As a model for drafting a second amended complaint, plaintiffs are directed to McHenry v. Renne, 84 F.3d 1172, 1177 (9th Cir. 1996). There, the Ninth Circuit Court of Appeal upheld the dismissal of a complaint it found to be "argumentative, prolix, replete with redundancy, and largely irrelevant. It consists largely of immaterial background information." It observed that the Federal Rules require that a complaint consist of "simple, concise, and direct" averments. Id.
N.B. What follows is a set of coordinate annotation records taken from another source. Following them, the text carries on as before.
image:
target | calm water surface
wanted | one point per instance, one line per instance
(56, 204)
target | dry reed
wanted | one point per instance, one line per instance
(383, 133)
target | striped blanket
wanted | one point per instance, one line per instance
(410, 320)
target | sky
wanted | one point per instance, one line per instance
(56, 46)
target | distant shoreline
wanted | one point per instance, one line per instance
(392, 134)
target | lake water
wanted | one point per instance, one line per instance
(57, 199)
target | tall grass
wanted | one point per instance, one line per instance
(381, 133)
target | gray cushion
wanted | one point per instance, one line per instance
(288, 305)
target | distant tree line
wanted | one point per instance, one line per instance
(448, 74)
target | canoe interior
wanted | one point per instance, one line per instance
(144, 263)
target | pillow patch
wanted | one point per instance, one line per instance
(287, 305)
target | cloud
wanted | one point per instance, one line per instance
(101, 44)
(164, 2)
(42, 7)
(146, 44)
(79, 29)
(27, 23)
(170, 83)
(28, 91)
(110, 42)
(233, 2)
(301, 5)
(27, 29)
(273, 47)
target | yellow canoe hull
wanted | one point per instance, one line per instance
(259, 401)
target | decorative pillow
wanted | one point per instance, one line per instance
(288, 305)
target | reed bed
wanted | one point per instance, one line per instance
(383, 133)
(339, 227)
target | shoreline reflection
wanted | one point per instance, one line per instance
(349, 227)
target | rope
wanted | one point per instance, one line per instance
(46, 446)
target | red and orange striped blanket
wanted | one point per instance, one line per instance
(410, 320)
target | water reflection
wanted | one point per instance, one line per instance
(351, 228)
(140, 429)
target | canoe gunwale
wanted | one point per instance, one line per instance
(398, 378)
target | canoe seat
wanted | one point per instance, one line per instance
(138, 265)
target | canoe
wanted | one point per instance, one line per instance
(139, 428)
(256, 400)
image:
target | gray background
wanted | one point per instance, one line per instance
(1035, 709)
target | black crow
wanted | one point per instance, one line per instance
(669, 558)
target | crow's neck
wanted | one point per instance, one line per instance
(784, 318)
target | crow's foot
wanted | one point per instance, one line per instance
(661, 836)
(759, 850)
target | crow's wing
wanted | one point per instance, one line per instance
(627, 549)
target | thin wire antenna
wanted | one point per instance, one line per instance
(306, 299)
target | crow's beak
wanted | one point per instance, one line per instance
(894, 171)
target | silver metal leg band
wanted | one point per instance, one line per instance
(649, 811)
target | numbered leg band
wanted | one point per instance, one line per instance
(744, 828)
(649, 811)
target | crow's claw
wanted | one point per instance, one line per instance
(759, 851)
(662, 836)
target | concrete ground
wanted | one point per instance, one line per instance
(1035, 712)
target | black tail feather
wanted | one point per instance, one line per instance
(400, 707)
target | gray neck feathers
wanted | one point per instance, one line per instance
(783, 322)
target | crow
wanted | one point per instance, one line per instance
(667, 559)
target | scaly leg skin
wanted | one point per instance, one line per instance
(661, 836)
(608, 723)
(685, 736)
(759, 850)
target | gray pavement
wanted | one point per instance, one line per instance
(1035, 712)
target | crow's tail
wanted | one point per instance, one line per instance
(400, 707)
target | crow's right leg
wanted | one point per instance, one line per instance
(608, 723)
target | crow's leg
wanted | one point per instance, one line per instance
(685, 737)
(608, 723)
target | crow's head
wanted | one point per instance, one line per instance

As a model of concise pleading, the court quoted the standard form negligence complaint from the Appendix to the Federal Rules of Civil Procedure:
1. Allegation of jurisdiction.
2. On June 1, 1936, in a public highway, called Boylston Street, in Boston Massachusetts, defendant negligently drove a motor vehicle against plaintiff, who was then crossing said highway.
3. As a result plaintiff was thrown down and had his leg broken, and was otherwise injured, was prevented from transacting his business, suffered great pain of body and mind, and incurred expenses for medical attention and hospitalization in the sum of one thousand dollars.
Wherefore plaintiff demands judgment against defendant in the sum of one thousand dollars.
Phrased another way, "Vigorous writing is concise." William Strunk, Jr. & E.B. White, The Elements of Style, § III, ¶ 13. Accordingly, any amended complaint should not exceed twenty pages.
In addition, plaintiffs are informed that the court cannot refer to a prior pleading in order to make plaintiff's amended complaint complete. Local Rule 15-220 requires that an amended complaint be complete in itself without reference to any prior pleading. This is because, as a general rule, an amended complaint supersedes the original complaint. See Loux v. Rhay, 375 F.2d 55, 57 (9th Cir. 1967). Once plaintiff files an amended complaint, the original pleading no longer serves any function in the case. Therefore, in an amended complaint, as in an original complaint, each claim and the involvement of each defendant must be sufficiently alleged.
In accordance with the above, IT IS HEREBY ORDERED that:
1. Plaintiffs' amended complaint is dismissed; and
2. Plaintiffs are granted thirty days from the date of service of this order to file a second amended complaint that complies with the requirements of the Federal Rules of Civil Procedure, and the Local Rules of Practice; the second amended complaint must bear the docket number assigned this case and must be labeled "Second Amended Complaint"; plaintiffs must file an original and two copies of the second amended complaint; failure to file a second amended complaint in accordance with this order will result in a recommendation that this action be dismissed.